Tomorrow – World AIDS Day – is special for people living with HIV/AIDS. It’s special, because 30 years ago the U.S. Centers for Disease Control reported the first cases of Acquired Immune Deficiency Syndrome, a malady once seen as tantamount to a death sentence. Twenty-seven years ago scientists isolated the cause, the human immunodeficiency virus. Science has made tremendous progress in treating and understanding AIDS and HIV in the last 15 years, enabling HIV positive people to lead healthy lives and giving hope for stemming the epidemic. Still, fear and ignorance and their progeny – bad law and prejudice – remain, and 1.2 million Americans living with HIV/AIDS are paying the price.
Federal funding pressures and hysteria over the rare instances of individuals maliciously infecting others have prompted two-thirds of the states, including Iowa, to pass criminal laws – mostly in the 1990s – related to HIV exposure. Since then, medical and legal experts increasingly believe these laws serve no useful purpose and may do more harm than good. The public knows little about the laws or their consequences for the lives of millions of people. Iowa, where the incidence of HIV/AIDS is relatively low, has zealously prosecuted cases under its criminal HIV statute, which carries penalties of up to 25 years in prison.

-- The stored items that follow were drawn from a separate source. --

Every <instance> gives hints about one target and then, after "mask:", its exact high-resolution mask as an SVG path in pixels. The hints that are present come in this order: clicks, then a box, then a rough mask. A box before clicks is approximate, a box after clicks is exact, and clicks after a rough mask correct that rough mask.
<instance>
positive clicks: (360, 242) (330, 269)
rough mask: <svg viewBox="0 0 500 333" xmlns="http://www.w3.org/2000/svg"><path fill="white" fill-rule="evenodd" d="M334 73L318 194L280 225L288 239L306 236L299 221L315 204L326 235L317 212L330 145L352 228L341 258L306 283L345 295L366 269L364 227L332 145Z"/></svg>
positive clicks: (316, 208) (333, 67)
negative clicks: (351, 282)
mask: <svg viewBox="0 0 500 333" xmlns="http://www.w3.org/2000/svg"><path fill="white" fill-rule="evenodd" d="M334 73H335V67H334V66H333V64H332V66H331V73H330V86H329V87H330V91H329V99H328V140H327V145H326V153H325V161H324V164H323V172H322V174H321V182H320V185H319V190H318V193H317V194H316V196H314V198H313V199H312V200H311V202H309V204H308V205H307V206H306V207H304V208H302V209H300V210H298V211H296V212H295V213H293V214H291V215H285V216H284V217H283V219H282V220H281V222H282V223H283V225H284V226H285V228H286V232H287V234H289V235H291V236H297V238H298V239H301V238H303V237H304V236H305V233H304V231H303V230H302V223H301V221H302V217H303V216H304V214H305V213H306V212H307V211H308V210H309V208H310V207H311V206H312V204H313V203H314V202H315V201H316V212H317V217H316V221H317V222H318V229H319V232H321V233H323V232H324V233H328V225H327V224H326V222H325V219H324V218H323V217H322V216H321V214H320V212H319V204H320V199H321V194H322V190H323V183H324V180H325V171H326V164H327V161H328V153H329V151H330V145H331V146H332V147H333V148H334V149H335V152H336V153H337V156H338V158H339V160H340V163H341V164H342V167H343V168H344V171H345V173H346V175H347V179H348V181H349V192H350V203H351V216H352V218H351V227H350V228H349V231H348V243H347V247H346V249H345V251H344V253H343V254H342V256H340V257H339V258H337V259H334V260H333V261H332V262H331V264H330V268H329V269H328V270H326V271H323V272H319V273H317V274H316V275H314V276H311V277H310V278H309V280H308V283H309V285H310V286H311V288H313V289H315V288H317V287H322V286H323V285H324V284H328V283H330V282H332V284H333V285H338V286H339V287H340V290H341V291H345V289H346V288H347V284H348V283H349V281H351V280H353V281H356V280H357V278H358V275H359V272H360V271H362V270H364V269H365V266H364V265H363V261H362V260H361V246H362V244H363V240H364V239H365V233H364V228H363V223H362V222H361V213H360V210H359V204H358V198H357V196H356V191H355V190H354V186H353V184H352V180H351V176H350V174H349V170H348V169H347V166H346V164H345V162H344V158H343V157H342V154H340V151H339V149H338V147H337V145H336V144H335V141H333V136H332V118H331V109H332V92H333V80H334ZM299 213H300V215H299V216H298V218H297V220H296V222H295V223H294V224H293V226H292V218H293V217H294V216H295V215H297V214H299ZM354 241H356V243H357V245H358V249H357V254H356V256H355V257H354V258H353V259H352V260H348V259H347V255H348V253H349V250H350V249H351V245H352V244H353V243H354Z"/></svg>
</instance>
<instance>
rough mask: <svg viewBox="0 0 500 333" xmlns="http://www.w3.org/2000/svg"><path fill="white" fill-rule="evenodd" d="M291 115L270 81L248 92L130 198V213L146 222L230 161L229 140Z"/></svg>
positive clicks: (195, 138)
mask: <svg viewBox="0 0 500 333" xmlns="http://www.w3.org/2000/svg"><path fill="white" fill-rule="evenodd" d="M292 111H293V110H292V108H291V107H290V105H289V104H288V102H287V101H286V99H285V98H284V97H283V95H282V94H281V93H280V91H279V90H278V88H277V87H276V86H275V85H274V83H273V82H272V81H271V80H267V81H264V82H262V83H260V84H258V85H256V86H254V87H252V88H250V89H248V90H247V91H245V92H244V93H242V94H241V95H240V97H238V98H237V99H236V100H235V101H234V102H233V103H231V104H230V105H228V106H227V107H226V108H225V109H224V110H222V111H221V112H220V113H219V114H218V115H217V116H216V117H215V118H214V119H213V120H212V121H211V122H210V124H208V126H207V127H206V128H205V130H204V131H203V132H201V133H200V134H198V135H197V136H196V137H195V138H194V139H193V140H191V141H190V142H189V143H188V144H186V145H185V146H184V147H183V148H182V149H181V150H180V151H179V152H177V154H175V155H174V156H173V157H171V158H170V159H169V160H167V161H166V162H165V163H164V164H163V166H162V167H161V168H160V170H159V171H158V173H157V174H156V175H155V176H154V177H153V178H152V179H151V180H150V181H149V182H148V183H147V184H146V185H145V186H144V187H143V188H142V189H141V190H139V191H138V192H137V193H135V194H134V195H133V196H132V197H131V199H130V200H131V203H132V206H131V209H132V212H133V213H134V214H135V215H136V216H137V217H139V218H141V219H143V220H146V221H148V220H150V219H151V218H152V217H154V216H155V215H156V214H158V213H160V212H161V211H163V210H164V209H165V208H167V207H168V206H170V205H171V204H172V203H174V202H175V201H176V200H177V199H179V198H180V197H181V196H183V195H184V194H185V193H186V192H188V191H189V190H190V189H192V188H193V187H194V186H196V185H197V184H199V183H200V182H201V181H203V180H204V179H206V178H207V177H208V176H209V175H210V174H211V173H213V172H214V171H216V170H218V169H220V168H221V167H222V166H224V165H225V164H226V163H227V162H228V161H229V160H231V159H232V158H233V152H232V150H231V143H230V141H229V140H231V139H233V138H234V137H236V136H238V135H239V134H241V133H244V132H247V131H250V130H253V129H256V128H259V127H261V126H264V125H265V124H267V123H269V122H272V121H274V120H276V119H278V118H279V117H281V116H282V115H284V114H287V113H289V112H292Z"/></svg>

Today and tomorrow, IowaWatch and Iowa Public Radio are launching a project that we hope will ease those fears, and answer questions. We start with an introductory package that looks into controversial criminal laws regarding HIV transmission. This package is a prelude to a three-part series scheduled for early next year that will consider legal, public health and human rights dimensions of this extremely complex issue.
Our reports will explain the origins of HIV-specific laws that subject individuals who know but fail to disclose their HIV-positive status prior to intimate contact to criminal prosecution; offer stories of individuals and their families who have had to negotiate the many ambiguities and harsh penalties posed by these laws; and explain why a movement is growing in Iowa, across the country and worldwide to decriminalize HIV exposure.